Il materiale raccolto negli anni sarà stato tantissimo. Come hai scelto quelli che avrebbero composto Frammenti di un percorso amoroso?
Il mio più grande rammarico è stato proprio quello di aver dovuto fare delle scelte arbitrarie. Determinante è stato il lavoro fatto con Fabia Fleri: la responsabilità editoriale è stata fondamentale perché, a un certo punto, avrei voluto mettere meno personaggi e più materiali. È stata Fabia a dirmi che era meglio lasciare quei dodici personaggi, riflesso di tutti gli amori (essenziali, lunghi o semplicemente tresche) che avevo vissuto. Abbiamo dunque favorito la narrazione anziché restituire una storia di repertorio.
Non nego però che è stato frustrante scegliere tra 70 ore di materiale e lasciar fuori tante cose che reputo bellissime. Al tempo stesso, è innegabile come il sentire i racconti da parte delle persone coinvolte porti lo spettatore a mettere in atto un processo di identificazione.
Un processo di identificazione che è molto inclusivo e molto moderno: quando avevi sedici anni, come viene ricordato anche nel film, era quasi impossibile parlare di fluidità, ragione per cui Frammenti di un percorso amoroso sembra rivolgersi ai giovani della Generazione Z anziché a un pubblico più maturo e conservatore.
Mi ha molto sorpreso lo scorso venerdì vedere la sala del cinema Beltrade a Milano del tutto piena e notare tra il pubblico tanti giovanissimi, sorpresi da un lavoro in cui si rivedevano e riconoscevano. Quando avevi sedici anni, non è stato semplicissimo affrontare la fluidità: come si vede anche nel film, non sempre i miei sentimenti venivano ricambiati. C’era chi non li accettava ma io stessa ha faticato ad accettare la mia fluidità, passando attraverso la fase della negazione, della simulazione e della vergogna.
Le testimonianze che hai raccolto restituiscono anche la tua identità nonostante tu non sia mai presente in scena. Sei la protagonista di Frammenti di un percorso amoroso senza che ti si veda mai.
Ho costruito il film sulla mia presenza assenza. Volevo dare allo spettatore lo spazio per entrare nella storia senza sentirsi mai un intruso. Ecco perché per me era importante che tutti parlassero di me in terza persona, come se fossi un personaggio “misterioso” di cui poi non importa tanto: ero solo il pretesto per poter entrare all’interno di un percorso amoroso generico di cui ognuno poteva appropriarsi e far suo.

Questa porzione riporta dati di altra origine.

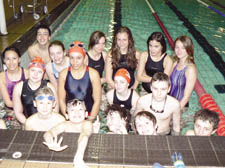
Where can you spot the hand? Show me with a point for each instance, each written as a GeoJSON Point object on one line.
{"type": "Point", "coordinates": [79, 162]}
{"type": "Point", "coordinates": [96, 125]}
{"type": "Point", "coordinates": [54, 145]}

Non si tratta di un film autobiografico: la protagonista non ero io ma i miei ex, in uno dei quali – vista la loro eterogeneità – lo spettatore può benissimo riconoscersi. Non c’era in me nessuna volontà narcisistica, anzi: la sfida maggiore è stata proprio superare la mia paura di essere giudicata. E ce l’ho fatta solo pensando che non tutti hanno avuto la singolarità e l’opportunità di riprendere la loro vita o il loro percorso amoroso: l’amore è sempre stata un po’ la mia priorità.
Hai trovato nei racconti degli o delle ex ricordi diversi dai tuoi?
Ovviamente, sì. Sui fatti, sulle date e sugli accavallamenti ci sarebbe da discutere: le sensazioni che si hanno quando si ricorda non sempre corrispondono alla realtà. Quando si comincia a raccontare una storia si entra un po’ nella finzione: come dice Anna Mouglalis, ci inventiamo un passato e, quindi, non importa tanto la verità dei fatti, su cui potrei avere qualcosa da ridire ma non sulle relazioni e la loro natura. È stata per me quasi un’operazione rassicurante: mi sono resa conto che la persona di cui parlavano ero io, non ho mai pensato che stessero raccontando qualcun altro. Nel bene o nel male, mi sono riconosciuta in quello che hanno detto, anche nelle cose scomode. Ho tradito, sono stata sicuramente ambigua e complessa, ma non ho mai lasciato io: erano sempre gli altri o le altre a farlo!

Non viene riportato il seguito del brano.